Report: Taxes collected, but not paid
Electric utility customers required to pay for companies' income tax, even though many of those firms avoid paying what they collect.

NEW YORK ( - Many electric utilities are collecting money from customers to pay income taxes, and then never paying those taxes, according to a report published Wednesday.

The New York Times reports that the practice is legal and defended by the companies as a smart business practice. But consumer advocates told the newspaper that the practice is wrong and that if the companies don't owe the taxes, then customers shouldn't be forced to pay for them as part of state-approved electric rates.

The newspaper reports that companies with electric utilities in at least 26 states have pocketed money intended for income taxes, and that utilities can legally do so in 21 more states.

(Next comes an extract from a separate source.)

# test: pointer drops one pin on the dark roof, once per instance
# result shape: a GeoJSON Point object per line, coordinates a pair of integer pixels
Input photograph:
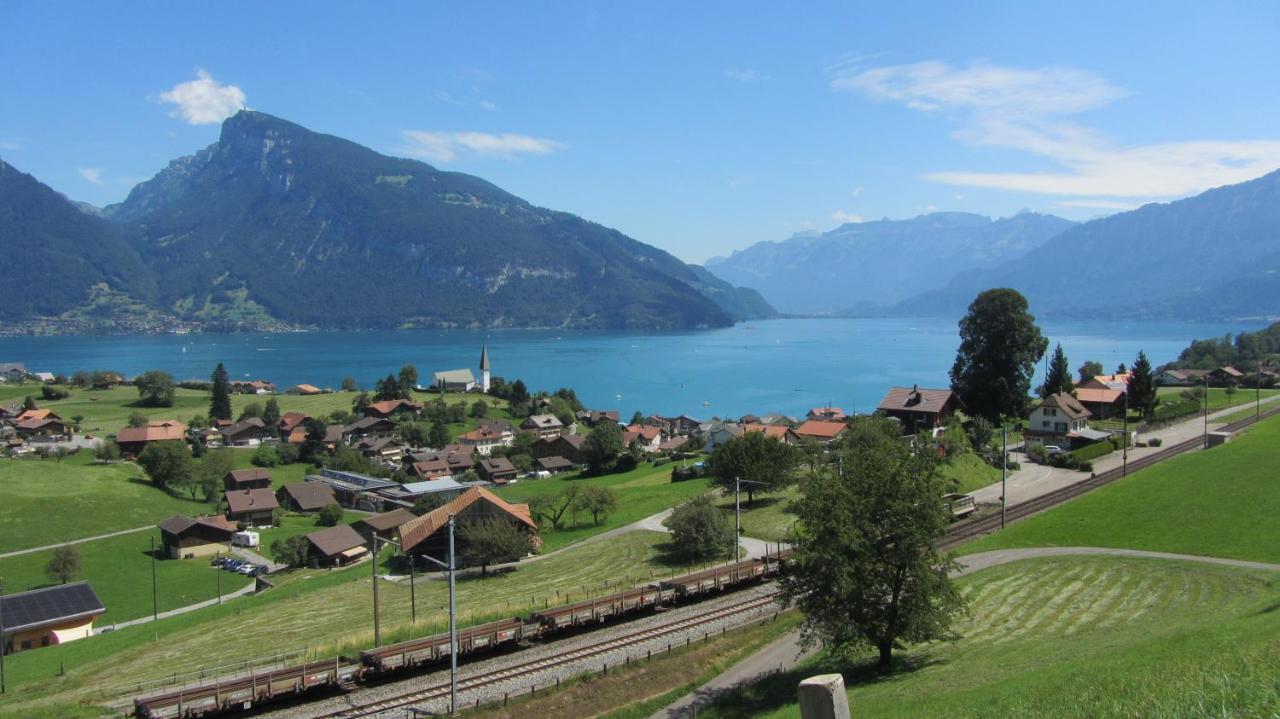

For regulated electric utilities, state regulators set rates based on a utility's costs, including taxes owed as well the cost of fuel and building new power plants.

The Times reports that independent utilities like New York-based Consolidated Edison (Research) or American Electric Power (Research), which operates in 11 states, do pay the taxes they collect. But the newspaper reports that a growing number of utility companies are either moving into unregulated businesses such as energy trading or even aircraft leasing, then using those operations to shed tax liability.

Companies that are avoiding paying some of the taxes they collect from utility customers include Pepco Holdings (Research), which the Times reports collected $435 million in taxes from 2002 to 2004, a period during which it did not pay any income taxes, and Xcel Energy (Research), which the paper said collected at least $723 million to cover taxes during that same period while receiving cash refunds of $351.4 million rather than having to pay taxes during those years.

Anthony Kamerick, a Pepco vice president, told the newspaper that because the company could use the money it collected to pay taxes for unregulated investments, including new power plants, its electric customers eventually benefit by having lower cost power and lower rates.

Ed Legge, a spokesman for Xcel, told the newspaper that the tax refunds it received resulted from a failed energy trading business.

"Utility customers did not bear the risk of that business, and they should not benefit either," he told the newspaper.

But there are critics of the practice as well.

"Essentially, the utility rate payers pay the tax twice, once through the utility bill and again through the lost revenue to government that means either higher taxes for them or less government services," Minnesota Attorney General Mike Hatch told the newspaper.